The union — also known as Local 3544 of American Federation of Teachers — has been in contract negotiations since November 2013. Its previous contract expired in March.

The dispute centers on wages and UO’s refusal to add paid medical and parental leave to the union contract.

GTFs work a maximum of half-time (219 hours per academic quarter) for a minimum pay of $4,090 per quarter ($4,619 with a masters, and $4,878 for doctoral candidates.) Local 3544 is proposing two annual raises of 5.5 percent; UO is proposing raises of 5 and 4 percent. The difference would be $220,000 over the life of the contract, Local 3544 estimates — at a University that just gave outgoing president UO President Michael Gottfredson $940,000 in “severance.”

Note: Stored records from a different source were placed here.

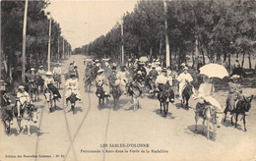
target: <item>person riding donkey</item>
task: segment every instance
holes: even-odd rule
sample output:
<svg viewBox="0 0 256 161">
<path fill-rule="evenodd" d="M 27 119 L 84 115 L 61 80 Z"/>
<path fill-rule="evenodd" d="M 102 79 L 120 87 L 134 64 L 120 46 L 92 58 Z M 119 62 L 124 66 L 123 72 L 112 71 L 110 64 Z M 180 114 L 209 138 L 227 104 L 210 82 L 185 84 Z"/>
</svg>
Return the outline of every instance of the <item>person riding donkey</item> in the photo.
<svg viewBox="0 0 256 161">
<path fill-rule="evenodd" d="M 231 81 L 228 82 L 229 86 L 229 93 L 227 94 L 227 107 L 231 111 L 235 109 L 235 105 L 238 102 L 238 100 L 243 99 L 243 94 L 242 94 L 242 88 L 240 83 L 238 82 L 239 80 L 238 75 L 233 75 L 230 79 Z"/>
<path fill-rule="evenodd" d="M 109 96 L 109 86 L 108 86 L 108 80 L 105 78 L 103 74 L 104 70 L 100 69 L 97 71 L 97 76 L 96 78 L 96 85 L 102 85 L 104 95 Z"/>
<path fill-rule="evenodd" d="M 6 93 L 6 85 L 7 85 L 7 83 L 5 83 L 5 81 L 3 80 L 0 80 L 0 93 L 1 93 L 0 109 L 5 108 L 8 111 L 12 111 L 12 107 L 10 106 L 12 101 L 11 101 L 9 95 Z M 12 116 L 14 116 L 14 114 L 12 114 Z M 13 125 L 13 117 L 11 117 L 10 124 Z"/>
<path fill-rule="evenodd" d="M 113 88 L 114 86 L 119 85 L 120 82 L 121 82 L 121 81 L 118 80 L 118 79 L 117 79 L 116 66 L 113 66 L 113 67 L 112 67 L 112 72 L 111 72 L 110 76 L 108 77 L 108 80 L 109 80 L 110 93 L 112 93 L 112 88 Z M 119 92 L 121 92 L 120 86 L 117 87 L 117 90 L 118 90 Z"/>
<path fill-rule="evenodd" d="M 161 74 L 157 78 L 156 83 L 158 86 L 158 91 L 164 91 L 165 85 L 172 85 L 172 80 L 167 77 L 167 71 L 165 68 L 162 68 Z M 173 101 L 173 100 L 171 100 Z"/>
<path fill-rule="evenodd" d="M 186 86 L 187 83 L 190 83 L 193 80 L 193 78 L 191 75 L 188 73 L 188 68 L 184 68 L 184 72 L 181 73 L 178 78 L 176 79 L 179 81 L 179 89 L 178 89 L 178 94 L 179 94 L 179 100 L 182 100 L 182 92 L 184 87 Z M 192 97 L 195 98 L 195 88 L 192 88 L 193 95 Z"/>
<path fill-rule="evenodd" d="M 213 97 L 215 86 L 207 76 L 204 77 L 204 82 L 200 84 L 198 92 L 199 93 L 195 99 L 199 98 L 199 103 L 201 105 L 204 103 L 210 103 L 218 109 L 217 111 L 223 111 L 221 104 Z"/>
<path fill-rule="evenodd" d="M 18 109 L 18 119 L 21 119 L 21 109 L 24 109 L 28 103 L 31 103 L 30 94 L 25 90 L 23 85 L 19 86 L 19 90 L 17 92 L 17 109 Z"/>
<path fill-rule="evenodd" d="M 35 75 L 35 73 L 34 73 L 34 68 L 32 68 L 31 74 L 29 75 L 29 78 L 28 78 L 29 83 L 35 81 L 36 79 L 37 79 L 37 75 Z"/>
<path fill-rule="evenodd" d="M 67 80 L 66 89 L 67 89 L 65 94 L 66 102 L 64 104 L 65 107 L 68 105 L 68 98 L 72 93 L 76 94 L 76 97 L 78 98 L 79 102 L 82 103 L 81 95 L 78 89 L 78 79 L 76 78 L 75 74 L 71 74 L 70 79 Z"/>
<path fill-rule="evenodd" d="M 124 95 L 126 95 L 125 85 L 128 82 L 128 79 L 127 79 L 128 74 L 127 74 L 125 66 L 121 66 L 120 68 L 121 68 L 121 71 L 119 71 L 116 74 L 116 78 L 119 82 L 116 82 L 116 83 L 120 83 L 120 88 L 121 88 L 122 92 L 124 93 Z"/>
<path fill-rule="evenodd" d="M 133 78 L 133 85 L 138 86 L 139 90 L 141 92 L 142 92 L 142 87 L 143 87 L 143 80 L 144 80 L 144 77 L 142 76 L 142 72 L 138 71 Z"/>
<path fill-rule="evenodd" d="M 59 101 L 59 99 L 61 98 L 61 95 L 59 93 L 58 88 L 56 88 L 56 86 L 54 86 L 54 80 L 52 78 L 52 73 L 51 72 L 47 72 L 46 73 L 46 79 L 44 80 L 44 92 L 49 89 L 54 97 L 57 98 L 57 100 Z"/>
<path fill-rule="evenodd" d="M 159 76 L 159 73 L 158 73 L 158 71 L 156 70 L 156 66 L 155 65 L 153 65 L 152 66 L 152 70 L 150 71 L 150 74 L 149 74 L 149 77 L 150 77 L 150 83 L 151 83 L 151 92 L 154 92 L 153 90 L 155 89 L 155 83 L 154 82 L 156 82 L 156 80 L 157 80 L 157 78 L 158 78 L 158 76 Z"/>
<path fill-rule="evenodd" d="M 43 66 L 39 66 L 39 69 L 36 73 L 37 77 L 38 77 L 38 82 L 39 82 L 39 86 L 40 86 L 40 91 L 43 91 L 43 81 L 45 79 L 45 71 L 43 70 Z"/>
<path fill-rule="evenodd" d="M 59 82 L 61 83 L 62 71 L 61 68 L 59 67 L 59 64 L 56 64 L 56 67 L 54 67 L 52 74 L 53 74 L 53 78 L 56 78 L 55 80 L 59 80 Z"/>
</svg>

The other issue is paid medical and parental leave. GTFs currently have 12 weeks of unpaid leave for the birth of a child or serious medical condition. The union proposed to make two weeks of that paid, and estimated it would cost UO $52,000 a year. UO proposed an alternative — a $150,000 hardship fund that any grad student could tap for $1,000 or $1,500 in the case of illness or the birth of a child. Local 3544 agreed to that, but UO refused to specify in the contract how the hardship fund would operate. Ironically, UO Interim President Scott Coltrane is a sociologist who has appeared on NPR and in the Atlantic Monthly for his academic research on paid paternity leave.

Making matters worse, Local 3544 vice president Richard Wagner says the union’s volunteer-led bargainers have had to contend with sarcasm and disrespect from UO’s $300-an-hour private attorney during negotiations. The attorney, Jeffery Matthews, is with the Harrang Long Gary Rudnick firm, which employs former UO president Dave Frohnmayer.